Powering Up Electronics With Cotton Fabric? It's Happening.
Photo by flydime via Flickr CC
Cornell University is about to have a fashion show. And at that fashion show will be clothing made of fabric that is simply electrifying. No, really. Juan Hinestroza, assistant professor of Fiber Science and Apparel Design, has developed cotton threads that, while remaining flexible and comfortable to wear, can conduct electric current as well as a metal wire. Simply knotting the threads is enough to create a complete circuit. A solar-powered dress with this technology literally woven into its fabric will be featured at the upcoming fashion show. But how it works sounds a little familiar. According to the press release, "Using multidisciplinary nanotechnology developed at Cornell in collaboration with the universities at Bologna and Cagliari, Italy, Hinestroza and his colleagues developed a technique to permanently coat cotton fibers with electrically conductive nanoparticles. "We can definitively have sections of a traditional cotton fabric becoming conductive, hence a great myriad of applications can be achieved," Hinestroza said."
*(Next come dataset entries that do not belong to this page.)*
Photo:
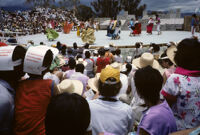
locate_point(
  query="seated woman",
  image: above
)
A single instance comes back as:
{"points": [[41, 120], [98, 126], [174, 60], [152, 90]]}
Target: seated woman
{"points": [[182, 89], [158, 119], [108, 114]]}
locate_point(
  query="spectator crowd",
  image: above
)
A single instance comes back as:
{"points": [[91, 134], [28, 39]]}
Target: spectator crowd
{"points": [[82, 91]]}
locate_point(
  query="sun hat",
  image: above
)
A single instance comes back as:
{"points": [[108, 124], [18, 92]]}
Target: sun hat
{"points": [[145, 60], [81, 61], [93, 83], [109, 72], [171, 53], [71, 86], [116, 65]]}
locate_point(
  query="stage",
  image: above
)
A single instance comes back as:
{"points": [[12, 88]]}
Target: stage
{"points": [[102, 39]]}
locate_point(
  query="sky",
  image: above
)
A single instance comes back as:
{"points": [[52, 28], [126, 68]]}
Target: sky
{"points": [[184, 5]]}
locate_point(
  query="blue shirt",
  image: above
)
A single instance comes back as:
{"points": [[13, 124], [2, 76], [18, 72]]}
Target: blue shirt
{"points": [[7, 95]]}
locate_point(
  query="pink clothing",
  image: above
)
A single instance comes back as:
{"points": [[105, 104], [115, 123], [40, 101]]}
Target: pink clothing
{"points": [[183, 87], [169, 71]]}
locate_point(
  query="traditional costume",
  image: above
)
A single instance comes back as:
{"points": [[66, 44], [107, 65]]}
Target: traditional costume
{"points": [[51, 34], [87, 36], [150, 26], [158, 25]]}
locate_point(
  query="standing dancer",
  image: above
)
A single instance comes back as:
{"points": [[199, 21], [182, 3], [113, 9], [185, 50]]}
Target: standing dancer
{"points": [[194, 24], [150, 26], [158, 24], [131, 26]]}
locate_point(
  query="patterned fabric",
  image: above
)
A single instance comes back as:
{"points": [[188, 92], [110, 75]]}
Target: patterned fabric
{"points": [[32, 99], [186, 90], [158, 120]]}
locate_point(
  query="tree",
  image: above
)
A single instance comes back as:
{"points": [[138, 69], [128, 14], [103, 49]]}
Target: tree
{"points": [[84, 12], [106, 8], [133, 7]]}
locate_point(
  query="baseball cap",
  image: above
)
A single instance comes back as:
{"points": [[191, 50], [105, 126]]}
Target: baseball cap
{"points": [[109, 72]]}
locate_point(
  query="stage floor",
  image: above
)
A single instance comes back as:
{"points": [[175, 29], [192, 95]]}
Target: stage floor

This sounds familiar. If you recall, in January we wrote about scientists at Stanford who are able to coat cotton and fabric in an "ink" of nanoparticles that could effectively turn it into a battery. So it sounds like this is a concept of growing interest across the science community, and perhaps we can expect some real progress in the idea of wearable electronics, especially as researchers make the fabric of ever higher quality:
"The technology developed by us and our collaborators allows cotton to remain flexible, light and comfortable while being electronically conductive," Hinestroza said. "Previous technologies have achieved conductivity but the resulting fiber becomes rigid and heavy. Our new techniques make our yarns friendly to further processing such as weaving, sewing and knitting."
Of course, the question of safety as these coated materials are worn against human skin is important to explore, as well as what happens with these materials as they reach their end of life - just what impact do they have on the environment, and can they be recycled? It isn't stopping designers from exploring possibilities, as the fashion show proves. Abbey Liebman, a student at Cornell, designed a dress that uses flexible solar cells to power small electronics from a USB charger located in the waist. The charger can power a smartphone or an MP3 player. That will be the dress featured at the fashion show on March 13th.